The answer lies with the acquisition of the krugerrands. Once Nadia realized that the family valuables she reclaimed from the Nazis led directly to the trade for the gold coins, she knew that her interference in the past actually caused the circumstances she remembered rather than changing anything. It’s a “closed loop,” she later tells Alan, also known as an ontological paradox, but because cause leads to effect and back to cause again, it’s a self-contained circle. Such causal loops don’t really interfere with reality around them; they just create confusing temporal relationships.
It’s a whole different matter when you remove your younger self from the past. This is akin to the grandfather paradox, in which the time traveler goes back and kills their own progenitor, undoing their own existence but also negating their ability to travel back in the first place. Cause leads to an effect that cancels the cause. Reality can’t accept Nadia taking her infant incarnation to the present, so everything goes haywire.
As an interesting digression, sharp-eyed viewers may spot in the New York streets of the finale’s broken reality a hawker announcing a balloon launch in Astor Place. This refers to a July 1911 publicity stunt outside Wanamaker’s department store, but the hydrogen balloon could not be steered to the companion store in Philadelphia as planned; instead it drifted north and landed unceremoniously in Nyack. This is perhaps a metaphor for the lack of control Nadia had in steering the events of her own life.
In any case, if Russian Doll season 1 was about self-acceptance and overcoming guilt, season 2 was about understanding how the past shapes who we are for better or worse. Nadia realizes that by not living in the present, she has missed being at Ruthie’s bedside in her final moments. Only when she sees the only mother she’s ever known stuck in a perpetual ascent up the stairs to her birthday party does she accept what Alan is telling her: she must take the baby back.
But it’s not that simple, and as usual, the transient sage Horse speaks the central truth as he leads Nadia and Alan to their awakening. “Everything falls down,” he says. “The closer you are to the center of the Earth, the closer you are to the truth.” Therefore when Alan and Nadia find themselves between two colliding trains, they are sent down, down, down to learn their final lesson in a water-logged tunnel that leads to the one fact that they must accept.
For Alan, there is a less satisfying resolution that may at first puzzle some Russian Doll viewers.

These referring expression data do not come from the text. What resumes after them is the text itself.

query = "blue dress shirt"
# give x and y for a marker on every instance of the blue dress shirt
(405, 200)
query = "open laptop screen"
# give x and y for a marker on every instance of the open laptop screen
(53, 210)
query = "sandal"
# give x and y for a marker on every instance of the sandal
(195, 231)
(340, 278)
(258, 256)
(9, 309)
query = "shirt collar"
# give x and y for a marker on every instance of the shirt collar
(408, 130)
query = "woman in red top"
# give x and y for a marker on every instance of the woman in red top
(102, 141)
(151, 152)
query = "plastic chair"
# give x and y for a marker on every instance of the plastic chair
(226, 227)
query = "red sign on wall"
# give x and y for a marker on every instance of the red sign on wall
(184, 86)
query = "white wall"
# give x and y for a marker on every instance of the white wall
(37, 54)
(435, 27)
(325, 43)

He meets his grandmother, who confirms that she has no idea if Lenny made it out of East Berlin as a result of her efforts in the 60s. Alan had trouble conceiving of why someone would risk everything knowing the Berlin Wall would eventually fall, but of course Lenny was concerned only about his own present, just as Alan should be. Perhaps the better lesson for Alan is that he could love someone like Lenny, putting his failed relationship with Beatrice last season in a new light.

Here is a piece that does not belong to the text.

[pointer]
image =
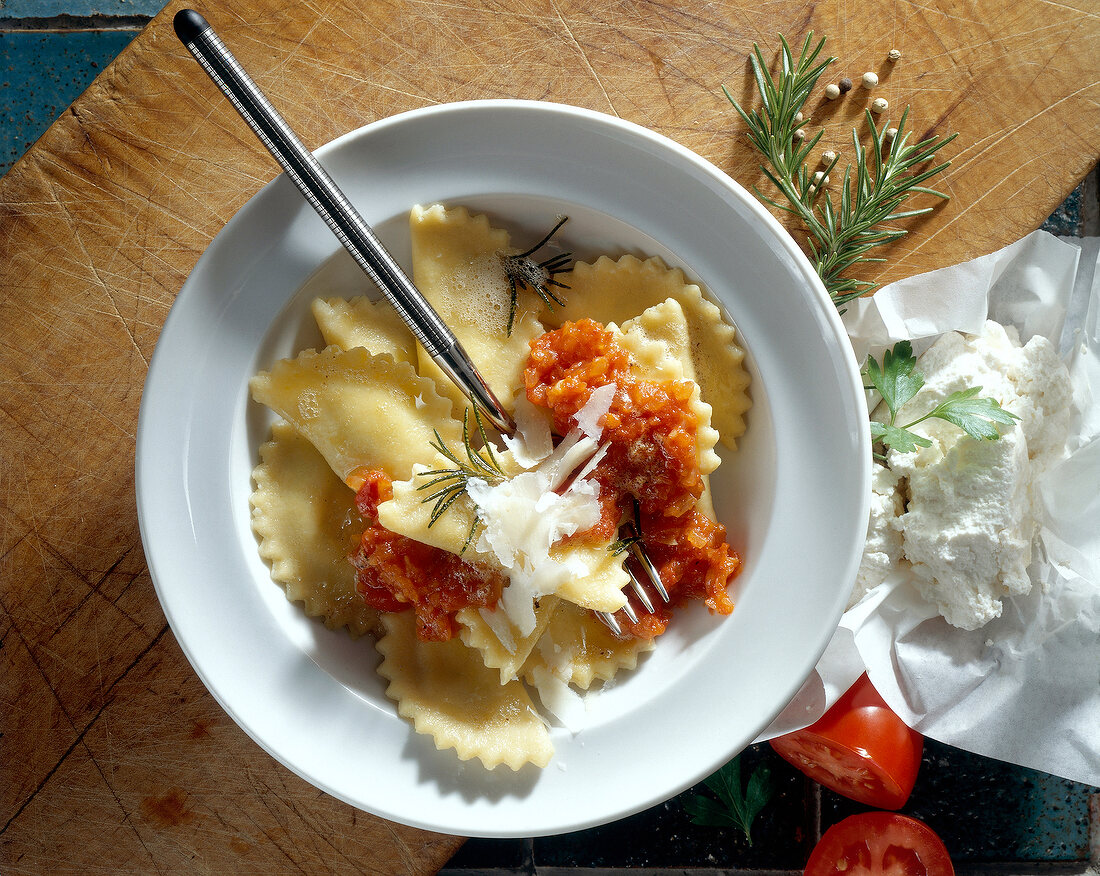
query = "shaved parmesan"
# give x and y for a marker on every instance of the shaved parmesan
(525, 516)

Nadia’s acceptance is more symbolic. She once again finds the bag of krugerrands floating along in the water, but she cannot retrieve them without dropping the baby Nadia. Instead, she must let the coins sink and press on, returning her infant self to Lenora while multiple versions of her family look on in mute approval. One could speculate that even without her meddling in the past, the family fortune would only have been lost sooner, and the resulting life for Nadia, from her mentally ill mother to the caring Ruthie, would have been exactly the same.
We are who we are because of the crushing defeats and soaring victories we experience throughout our lives. As Alan’s wise grandmother says, “We can’t spend our lives so scared of making the wrong move that we never live at all.” The two Russian Doll protagonists learn not to pursue what Nadia calls their “Coney Island,” the thing that would make everything better if only it had happened or didn’t happen — an “if only.”
So the “ending explained” for Russian Doll ends up being a restatement of the theme this insightful show has pursued since the beginning: that of self-acceptance. The universe has chosen Nadia and Alan to undergo a journey of awakening, and we as viewers are along for the ride. Just follow the rules of the train, and be a good commuter!